Sukses

Pelaku Pembunuhan Pasutri karena Perpanjangan STNK di Tulungagung Ditangkap

Otosia.com Hampir setahun berlalu, dua tersangka pembunuhan pasutri Adi Wibowo dan Suprihatin, di Tulungagung berhasil ditangkap tim gabungan Satreskrim Polres Tulungagung dan Polres Tanah bumbu, Resmob Polda Kalimantan Selatan.

Kapolres Tulungagung, AKBP Eva Guna Pandia menerangkan, proses penyelidikan yang uckup lama lantaran minimnya saksi saat peristiwa terjadi. "Dari keterangan yang kami dapatkan, tersangka meninggalkan Tulungagung beberapa hari setelah kasus pembunuhan itu terjadi," terangnya, dilansir dari NTMC Polri.

Dua tersangka, Deny Yonatan Fernando Irawan (25) dan Mohammad Rizal Saputra (22), ditangkap di perkebunan sawit di wilayah Kuranji, Tanah Bumbu, Kalimantan Selatan. Keduanya merupakan warga Ngingas, Kecamatan Campurdarat, Tulungagung.

"Saat diamankan petugas, kedua pelaku sedang berada di perkebunan kelapa sawit," lanjut Pandia.

 (kpl/tys)

Kronologi Pembunuhan

Lebih lanjut, pembunuhan itu terjadi lantaran kedua pelaku kesal setelah permintaan jasa perpanjangan STNK tidak kuncung dilakukan oleh korban. Kala itu, sekitar pukul 12.00 WIB, Fernando mengajak Rizal mendatangi rumah korban di Desa Ngingas.
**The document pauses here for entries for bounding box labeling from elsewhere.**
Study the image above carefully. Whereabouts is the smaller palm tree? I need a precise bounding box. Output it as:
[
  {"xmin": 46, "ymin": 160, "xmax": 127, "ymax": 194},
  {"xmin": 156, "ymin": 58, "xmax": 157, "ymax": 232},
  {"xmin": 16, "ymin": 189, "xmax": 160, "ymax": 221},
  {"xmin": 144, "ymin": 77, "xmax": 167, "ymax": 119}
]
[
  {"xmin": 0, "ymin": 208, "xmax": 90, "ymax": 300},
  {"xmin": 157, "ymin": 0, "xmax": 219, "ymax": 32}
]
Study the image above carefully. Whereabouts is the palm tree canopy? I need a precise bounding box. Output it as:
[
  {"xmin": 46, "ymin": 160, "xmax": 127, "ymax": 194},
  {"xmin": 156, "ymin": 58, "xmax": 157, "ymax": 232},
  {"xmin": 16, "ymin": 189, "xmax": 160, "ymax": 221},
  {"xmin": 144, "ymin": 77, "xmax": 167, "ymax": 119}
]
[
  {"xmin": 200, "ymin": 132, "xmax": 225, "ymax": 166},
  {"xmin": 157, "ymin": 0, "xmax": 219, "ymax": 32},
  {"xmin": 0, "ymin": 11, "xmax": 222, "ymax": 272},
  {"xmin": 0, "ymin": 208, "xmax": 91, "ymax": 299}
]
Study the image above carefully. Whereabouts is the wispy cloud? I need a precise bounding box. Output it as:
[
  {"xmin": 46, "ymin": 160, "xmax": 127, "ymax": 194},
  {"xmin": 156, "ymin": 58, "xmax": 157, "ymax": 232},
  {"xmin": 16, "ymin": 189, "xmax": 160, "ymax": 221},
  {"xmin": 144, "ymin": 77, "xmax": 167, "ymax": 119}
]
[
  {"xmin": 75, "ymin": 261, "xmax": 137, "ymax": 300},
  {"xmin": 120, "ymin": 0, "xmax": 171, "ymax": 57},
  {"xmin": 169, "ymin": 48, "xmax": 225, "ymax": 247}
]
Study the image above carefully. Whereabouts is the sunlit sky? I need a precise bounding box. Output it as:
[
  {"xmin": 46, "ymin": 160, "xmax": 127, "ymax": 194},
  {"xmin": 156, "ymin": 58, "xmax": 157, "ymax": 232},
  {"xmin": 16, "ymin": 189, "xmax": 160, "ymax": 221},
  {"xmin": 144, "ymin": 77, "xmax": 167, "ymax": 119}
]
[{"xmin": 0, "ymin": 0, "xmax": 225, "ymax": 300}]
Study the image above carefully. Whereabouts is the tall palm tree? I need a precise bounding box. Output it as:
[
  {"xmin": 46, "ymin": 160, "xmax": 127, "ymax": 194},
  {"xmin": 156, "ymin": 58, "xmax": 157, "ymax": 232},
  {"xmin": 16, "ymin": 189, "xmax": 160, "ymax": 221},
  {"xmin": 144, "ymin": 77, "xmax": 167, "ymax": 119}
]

Mereka ingin menagih pengurusan perpanjangan STNK yang sebelumnya dititipkan kepada korban pasangan suami istri tersebut. Kemudian, Fernando msuk ke rumah korban, dan ditemui oleh Suprihatin.

"Rizal ada di teras. Saat bertemu, Suprihatin melontarkan kata-kata yang menyinggung, sehingga terlibat cek-cok," papar Pandia.

Setelah cek-cok, pelaku kesal hingga memukul korban pada bagian kepala hingga tersungkur. Lalu korban dibenturkan ke tembok, hingga kahirnya tewas di lokasi kejadian. Pelaku Rizal juga memukul dan menyeret mayat korban.